Slashdot Mirror

← Back to Stories (view on slashdot.org)

Tech Firm Ubiquiti Suffers $46M Cyberheist

Posted by Soulskill on from the why-you-should-always-read-your-TPS-reports dept.

An anonymous reader writes: Brian Krebs reports that Ubiquiti Networks, known for their wireless networking hardware, has lost $46.7 million to a scam in which thieves were able to impersonate employees and initiate fraudulent wire transfers. Ubiquiti was able to recover only $8.1 million of the amounts transferred, and an additional $6.8 million is subject to legal injunction. Krebs explains, "Known variously as 'CEO fraud,' and the 'business email compromise,' the swindle that hit Ubiquiti is a sophisticated and increasingly common one targeting businesses working with foreign suppliers and/or businesses that regularly perform wire transfer payments. ... CEO fraud usually begins with the thieves either phishing an executive and gaining access to that individual’s inbox, or emailing employees from a look-alike domain name that is one or two letters off from the target company’s true domain name." The theft was disclosed in Ubiquiti's quarterly financial report.

2 of 54 comments (clear)

  1. Look no further by Rumagent · · Score: 5, Informative

    Look no further than the sorry state of email today. This problem was fixed 25 years ago:

      https://en.wikipedia.org/wiki/Pretty_Good_Privacy#Digital_signatures

    One is almost tempted to think that someone is trying to keep private communications open and accessible...

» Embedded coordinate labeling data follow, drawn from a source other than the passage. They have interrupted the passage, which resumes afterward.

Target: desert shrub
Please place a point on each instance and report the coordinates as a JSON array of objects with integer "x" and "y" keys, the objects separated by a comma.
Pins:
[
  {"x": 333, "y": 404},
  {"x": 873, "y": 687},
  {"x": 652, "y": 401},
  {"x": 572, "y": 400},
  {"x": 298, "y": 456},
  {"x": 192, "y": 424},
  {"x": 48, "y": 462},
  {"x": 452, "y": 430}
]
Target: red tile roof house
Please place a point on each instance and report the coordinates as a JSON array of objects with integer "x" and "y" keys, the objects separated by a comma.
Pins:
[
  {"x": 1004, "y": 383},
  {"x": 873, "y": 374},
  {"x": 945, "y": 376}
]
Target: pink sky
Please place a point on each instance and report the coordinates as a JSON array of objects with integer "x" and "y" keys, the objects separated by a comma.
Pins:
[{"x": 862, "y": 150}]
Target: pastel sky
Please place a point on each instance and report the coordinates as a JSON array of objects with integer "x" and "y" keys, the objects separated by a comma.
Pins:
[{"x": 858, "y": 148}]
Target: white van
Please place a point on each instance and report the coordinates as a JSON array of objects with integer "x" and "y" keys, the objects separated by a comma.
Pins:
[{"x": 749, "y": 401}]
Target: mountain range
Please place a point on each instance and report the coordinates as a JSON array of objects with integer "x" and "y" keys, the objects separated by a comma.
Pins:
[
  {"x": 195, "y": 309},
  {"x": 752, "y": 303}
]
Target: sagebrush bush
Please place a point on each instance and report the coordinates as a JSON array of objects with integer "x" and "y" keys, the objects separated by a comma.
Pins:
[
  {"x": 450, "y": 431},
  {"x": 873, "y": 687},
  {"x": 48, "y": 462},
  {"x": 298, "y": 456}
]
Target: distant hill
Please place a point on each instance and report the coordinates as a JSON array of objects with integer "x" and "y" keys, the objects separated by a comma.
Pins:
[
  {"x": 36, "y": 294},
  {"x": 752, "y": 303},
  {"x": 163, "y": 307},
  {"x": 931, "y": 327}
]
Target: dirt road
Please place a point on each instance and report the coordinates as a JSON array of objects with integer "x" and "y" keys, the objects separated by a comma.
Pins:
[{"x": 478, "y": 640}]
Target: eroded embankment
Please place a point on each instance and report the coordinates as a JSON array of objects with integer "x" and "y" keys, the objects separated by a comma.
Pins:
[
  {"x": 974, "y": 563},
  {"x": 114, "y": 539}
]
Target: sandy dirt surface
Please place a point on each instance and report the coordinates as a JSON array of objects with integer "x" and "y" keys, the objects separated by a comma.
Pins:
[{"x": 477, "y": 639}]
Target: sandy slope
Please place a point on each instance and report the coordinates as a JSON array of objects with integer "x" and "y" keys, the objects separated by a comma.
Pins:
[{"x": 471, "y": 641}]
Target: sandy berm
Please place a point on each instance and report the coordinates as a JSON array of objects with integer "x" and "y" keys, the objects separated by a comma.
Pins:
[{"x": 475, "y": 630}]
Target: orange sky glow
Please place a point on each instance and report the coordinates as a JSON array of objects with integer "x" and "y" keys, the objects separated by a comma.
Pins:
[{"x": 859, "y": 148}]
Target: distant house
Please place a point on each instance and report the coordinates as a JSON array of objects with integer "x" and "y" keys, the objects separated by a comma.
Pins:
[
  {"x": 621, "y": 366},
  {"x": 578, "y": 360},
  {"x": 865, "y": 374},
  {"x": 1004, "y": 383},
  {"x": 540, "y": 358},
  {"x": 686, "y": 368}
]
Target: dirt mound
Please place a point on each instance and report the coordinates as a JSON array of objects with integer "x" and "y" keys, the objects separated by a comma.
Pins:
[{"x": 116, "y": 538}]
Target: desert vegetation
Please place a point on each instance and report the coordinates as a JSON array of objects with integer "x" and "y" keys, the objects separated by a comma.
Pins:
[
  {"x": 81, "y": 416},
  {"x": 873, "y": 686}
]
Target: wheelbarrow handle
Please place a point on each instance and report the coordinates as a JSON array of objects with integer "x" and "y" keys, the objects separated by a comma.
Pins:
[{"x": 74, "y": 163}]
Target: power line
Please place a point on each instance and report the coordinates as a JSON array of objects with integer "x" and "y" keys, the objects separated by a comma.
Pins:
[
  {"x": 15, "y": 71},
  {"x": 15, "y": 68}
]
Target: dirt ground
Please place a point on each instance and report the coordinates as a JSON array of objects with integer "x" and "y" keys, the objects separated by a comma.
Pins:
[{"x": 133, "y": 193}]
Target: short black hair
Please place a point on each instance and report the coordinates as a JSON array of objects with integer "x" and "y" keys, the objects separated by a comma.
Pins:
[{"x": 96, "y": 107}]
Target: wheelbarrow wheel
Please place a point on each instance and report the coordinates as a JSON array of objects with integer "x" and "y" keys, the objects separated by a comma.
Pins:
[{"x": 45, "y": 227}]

  2. Why are transfers so hard to trace? by nuckfuts · · Score: 5, Interesting

    Something I always wonder when fraud occurs involving bank transfers - why can't the money be traced? The whole system works on computers, which are inherently good at keeping records. Even if multiple hops are involved, I see only one reason why law enforcement agencies should not be able to trace funds to their destination - the unwillingness of banks to cooperate.

    There needs to be an international banking agreement that facilitates tracking. If some shady offshore bank refuses to sign on with the agreement, participating banks should refuse to transfer money to them.

    The fact that such an agreement is not already in place points to the corruptness of our finanacial institutions. There is simply no motivation to impede movement of funds by criminals.